CHESAPEAKE BAY STATE, USA — *Editor's note: The above video is from 2019 on the health of the Chesapeake Bay blue crab population.
The blue crab population in the Chesapeake Bay may have seen a decrease but it remains healthy and not overfished, according to the annual Blue Crab Advisory Report.
The population decreased from 594 million in 2019 to 405 million in 2020.
The report is released by the Chesapeake Bay Program and developed by the Chesapeake Bay Stock Assessment Committee.
Stock of female crabs
For the blue crab population, there needs to be a robust stock of female crabs, the report states.
The estimated population of 141 million female blue crabs in 2020 was a drop from 191 million in 2019.
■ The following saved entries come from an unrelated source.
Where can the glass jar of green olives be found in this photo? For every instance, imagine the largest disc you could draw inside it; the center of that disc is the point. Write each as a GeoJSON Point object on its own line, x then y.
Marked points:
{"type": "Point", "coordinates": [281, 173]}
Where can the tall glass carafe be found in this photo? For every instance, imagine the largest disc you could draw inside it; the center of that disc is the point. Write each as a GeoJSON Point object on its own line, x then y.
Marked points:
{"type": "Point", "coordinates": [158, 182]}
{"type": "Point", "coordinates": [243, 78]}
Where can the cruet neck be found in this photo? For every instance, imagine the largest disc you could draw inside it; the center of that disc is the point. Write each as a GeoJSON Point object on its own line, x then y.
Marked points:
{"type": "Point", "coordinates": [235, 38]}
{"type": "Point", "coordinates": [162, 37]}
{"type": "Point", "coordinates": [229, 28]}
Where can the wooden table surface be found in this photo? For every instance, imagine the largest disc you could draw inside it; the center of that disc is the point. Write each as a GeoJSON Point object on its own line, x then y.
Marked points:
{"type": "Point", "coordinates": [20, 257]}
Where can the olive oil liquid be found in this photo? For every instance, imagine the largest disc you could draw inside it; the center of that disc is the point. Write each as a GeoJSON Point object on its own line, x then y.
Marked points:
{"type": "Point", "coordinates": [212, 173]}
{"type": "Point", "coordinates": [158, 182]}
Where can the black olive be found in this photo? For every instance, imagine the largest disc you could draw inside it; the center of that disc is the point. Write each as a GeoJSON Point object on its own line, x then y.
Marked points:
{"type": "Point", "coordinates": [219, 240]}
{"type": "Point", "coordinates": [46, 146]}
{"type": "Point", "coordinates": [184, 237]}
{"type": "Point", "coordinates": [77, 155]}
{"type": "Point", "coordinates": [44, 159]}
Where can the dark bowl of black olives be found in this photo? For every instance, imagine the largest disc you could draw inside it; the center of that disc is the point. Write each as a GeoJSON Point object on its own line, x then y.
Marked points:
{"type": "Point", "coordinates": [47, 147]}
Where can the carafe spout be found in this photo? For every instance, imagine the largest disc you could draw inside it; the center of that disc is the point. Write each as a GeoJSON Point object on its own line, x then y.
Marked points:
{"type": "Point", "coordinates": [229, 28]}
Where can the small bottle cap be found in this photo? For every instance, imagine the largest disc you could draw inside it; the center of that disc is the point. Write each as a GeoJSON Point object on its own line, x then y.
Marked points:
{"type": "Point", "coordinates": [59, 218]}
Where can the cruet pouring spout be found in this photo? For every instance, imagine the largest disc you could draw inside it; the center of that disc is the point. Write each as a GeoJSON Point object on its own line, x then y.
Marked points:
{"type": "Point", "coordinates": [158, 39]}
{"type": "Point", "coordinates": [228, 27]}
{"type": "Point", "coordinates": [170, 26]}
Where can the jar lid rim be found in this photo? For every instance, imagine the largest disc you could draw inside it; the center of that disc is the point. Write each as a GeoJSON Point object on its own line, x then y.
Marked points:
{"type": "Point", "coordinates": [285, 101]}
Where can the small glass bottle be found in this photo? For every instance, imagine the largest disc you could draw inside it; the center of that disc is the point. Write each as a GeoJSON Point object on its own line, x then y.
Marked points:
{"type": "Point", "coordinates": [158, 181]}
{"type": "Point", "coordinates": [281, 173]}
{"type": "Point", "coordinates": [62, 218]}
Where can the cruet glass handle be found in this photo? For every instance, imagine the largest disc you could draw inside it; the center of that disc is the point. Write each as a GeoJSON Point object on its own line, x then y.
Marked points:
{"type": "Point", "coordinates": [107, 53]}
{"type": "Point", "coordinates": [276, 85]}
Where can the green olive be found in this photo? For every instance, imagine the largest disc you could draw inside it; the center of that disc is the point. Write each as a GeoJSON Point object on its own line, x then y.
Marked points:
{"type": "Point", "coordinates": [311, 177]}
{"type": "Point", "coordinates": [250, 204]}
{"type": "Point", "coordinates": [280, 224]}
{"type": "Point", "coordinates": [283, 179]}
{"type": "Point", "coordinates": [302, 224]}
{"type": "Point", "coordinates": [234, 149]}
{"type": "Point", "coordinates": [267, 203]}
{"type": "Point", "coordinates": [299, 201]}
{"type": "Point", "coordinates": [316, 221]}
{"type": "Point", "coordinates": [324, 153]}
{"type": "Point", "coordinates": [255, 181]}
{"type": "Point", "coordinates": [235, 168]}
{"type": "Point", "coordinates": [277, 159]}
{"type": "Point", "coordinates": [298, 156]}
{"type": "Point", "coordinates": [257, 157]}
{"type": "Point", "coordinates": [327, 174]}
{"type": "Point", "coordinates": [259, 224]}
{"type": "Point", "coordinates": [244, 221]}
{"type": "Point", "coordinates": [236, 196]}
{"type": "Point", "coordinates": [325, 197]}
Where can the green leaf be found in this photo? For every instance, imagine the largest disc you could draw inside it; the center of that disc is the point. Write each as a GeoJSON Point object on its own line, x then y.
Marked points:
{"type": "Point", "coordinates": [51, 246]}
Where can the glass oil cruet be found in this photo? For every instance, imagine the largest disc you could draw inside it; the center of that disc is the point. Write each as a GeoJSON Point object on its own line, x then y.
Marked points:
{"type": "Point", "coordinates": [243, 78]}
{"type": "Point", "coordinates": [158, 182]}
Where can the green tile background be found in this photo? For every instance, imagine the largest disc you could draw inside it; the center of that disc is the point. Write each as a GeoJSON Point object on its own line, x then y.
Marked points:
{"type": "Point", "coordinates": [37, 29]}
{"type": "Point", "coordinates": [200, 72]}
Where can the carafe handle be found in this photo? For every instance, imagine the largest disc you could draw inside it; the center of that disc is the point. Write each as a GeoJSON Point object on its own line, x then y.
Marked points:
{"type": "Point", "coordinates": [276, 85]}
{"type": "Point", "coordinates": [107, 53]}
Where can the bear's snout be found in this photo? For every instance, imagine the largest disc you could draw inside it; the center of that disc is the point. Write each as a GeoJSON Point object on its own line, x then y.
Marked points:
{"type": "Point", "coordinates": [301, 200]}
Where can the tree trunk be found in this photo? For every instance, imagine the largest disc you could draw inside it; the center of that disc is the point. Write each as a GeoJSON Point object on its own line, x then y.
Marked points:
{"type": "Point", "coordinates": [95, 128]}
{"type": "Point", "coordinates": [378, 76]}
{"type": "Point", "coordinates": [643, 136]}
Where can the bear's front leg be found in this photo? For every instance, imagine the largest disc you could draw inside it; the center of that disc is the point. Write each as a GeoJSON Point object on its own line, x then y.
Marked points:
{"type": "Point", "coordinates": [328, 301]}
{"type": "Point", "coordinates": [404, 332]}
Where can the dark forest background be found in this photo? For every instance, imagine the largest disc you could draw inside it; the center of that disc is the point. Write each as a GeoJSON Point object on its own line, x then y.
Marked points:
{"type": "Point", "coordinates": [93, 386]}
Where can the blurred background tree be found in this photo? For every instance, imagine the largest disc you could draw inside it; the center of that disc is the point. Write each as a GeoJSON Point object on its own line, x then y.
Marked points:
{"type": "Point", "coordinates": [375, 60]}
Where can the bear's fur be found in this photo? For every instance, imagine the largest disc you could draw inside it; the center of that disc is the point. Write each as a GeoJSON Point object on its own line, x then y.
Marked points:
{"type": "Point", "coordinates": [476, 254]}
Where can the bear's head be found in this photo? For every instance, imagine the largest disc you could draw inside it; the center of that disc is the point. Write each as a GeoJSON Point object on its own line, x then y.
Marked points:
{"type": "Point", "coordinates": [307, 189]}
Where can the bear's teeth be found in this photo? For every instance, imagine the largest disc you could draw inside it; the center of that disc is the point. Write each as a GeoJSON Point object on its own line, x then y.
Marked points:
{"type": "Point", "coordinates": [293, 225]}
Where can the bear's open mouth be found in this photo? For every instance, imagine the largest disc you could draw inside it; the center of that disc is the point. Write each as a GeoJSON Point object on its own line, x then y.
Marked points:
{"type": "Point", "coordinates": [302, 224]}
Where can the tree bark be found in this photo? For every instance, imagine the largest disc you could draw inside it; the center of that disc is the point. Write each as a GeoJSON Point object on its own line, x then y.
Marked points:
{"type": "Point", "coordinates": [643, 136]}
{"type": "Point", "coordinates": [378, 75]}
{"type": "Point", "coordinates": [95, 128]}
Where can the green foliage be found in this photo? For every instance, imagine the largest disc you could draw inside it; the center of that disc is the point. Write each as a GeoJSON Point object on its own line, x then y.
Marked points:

The number in 2020 is lower than the target of 215 million. In the 2019 blue crab fishing season, 17% of all female crabs were harvested—safely below both the target (25.5%) and threshold (34%) levels for the twelfth consecutive year, the report states.
Stock of juvenile blue crabs
The juvenile blue crab population was estimated to be 185 million. The crabs will grow to harvestable size in the fall.
The number from 2020 is down from 324 million in 2019. That's below the long-term average of 224 million.
The number of crabs that die in between fall and spring often due to cold and/or freezing water temperatures was 0.36%. That's likely due to the warm 2019-20 winter.
This is the lowest overwintering mortality rate observed since 1996; the average is 4.53%, the report states.
The Chesapeake Bay Stock Assessment Committee said in the report it recommends that substantial changes in management are not necessary.
The committee further recommends that the "jurisdictions implement procedures that provide accurate accountability of all commercial and recreational harvest moving forward, as this is an important component for accurately accessing stock health."